Les dijo a sus feligreses que estaba
allí esa noche no con un propósito terrorista o extravagante; sino como hombre
de mundo que hablaba a sus pariguales. Había venido a hablarles a negociantes y
les hablaría en -términos de negocios. Si se le permitiera usar una metáfora,
dijo, diría que él era su tenedor de libros espiritual; que deseaba que todos y
cada uno de sus oyentes le abrieran sus libros, los libros de su vida
espiritual, y ver si casaban con la conciencia de cada cual.

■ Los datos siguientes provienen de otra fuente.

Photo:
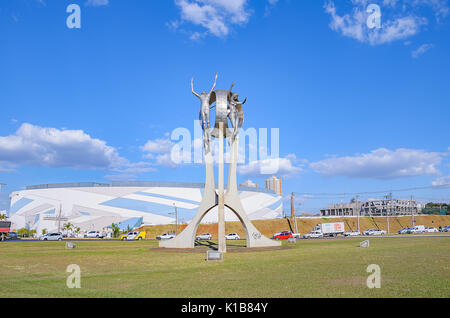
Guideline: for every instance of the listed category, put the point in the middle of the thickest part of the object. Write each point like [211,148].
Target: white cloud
[97,3]
[283,167]
[381,164]
[214,16]
[159,151]
[158,146]
[130,171]
[421,50]
[51,147]
[442,181]
[400,19]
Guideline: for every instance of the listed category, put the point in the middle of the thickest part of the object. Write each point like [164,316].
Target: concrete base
[186,239]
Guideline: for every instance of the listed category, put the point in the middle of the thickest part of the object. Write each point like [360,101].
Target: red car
[284,235]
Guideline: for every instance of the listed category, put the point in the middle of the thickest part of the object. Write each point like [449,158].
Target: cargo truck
[328,229]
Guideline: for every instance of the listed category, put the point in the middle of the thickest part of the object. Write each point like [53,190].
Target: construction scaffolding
[383,207]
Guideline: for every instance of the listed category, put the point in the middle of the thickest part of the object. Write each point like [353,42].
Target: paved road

Jesús no era intransigente.
Comprendía El nuestras faltas, entendía El las debilidades todas de nuestra
pobre naturaleza pecadora, comprendía El las tentaciones de la vida. Podíamos
tener todos, de tanto en tanto, nuestras tentaciones: podíamos tener, teníamos
todos, nuestras tachas. Pero una sola cosa, dijo, les pedía él a sus
feligreses. Y era ésta: tener rectitud y actitud viriles para con Dios. Si
nuestras cuentas correspondían en cada punto, habría que decir:
Pues
bien, he verificado mis cuentas. Todas arrojan un beneficio.
Pero si, como era dable que
ocurriese, había discrepancias, era necesario admitir la verdad, ser franco y
decir como todo un hombre:
Y
bien, he revisado mis cuentas. Encuentro que esto y aquello está mal. Pero, por
la gracia de Dios, rectificaré esto y aquella. Pondré mis cuentas al día.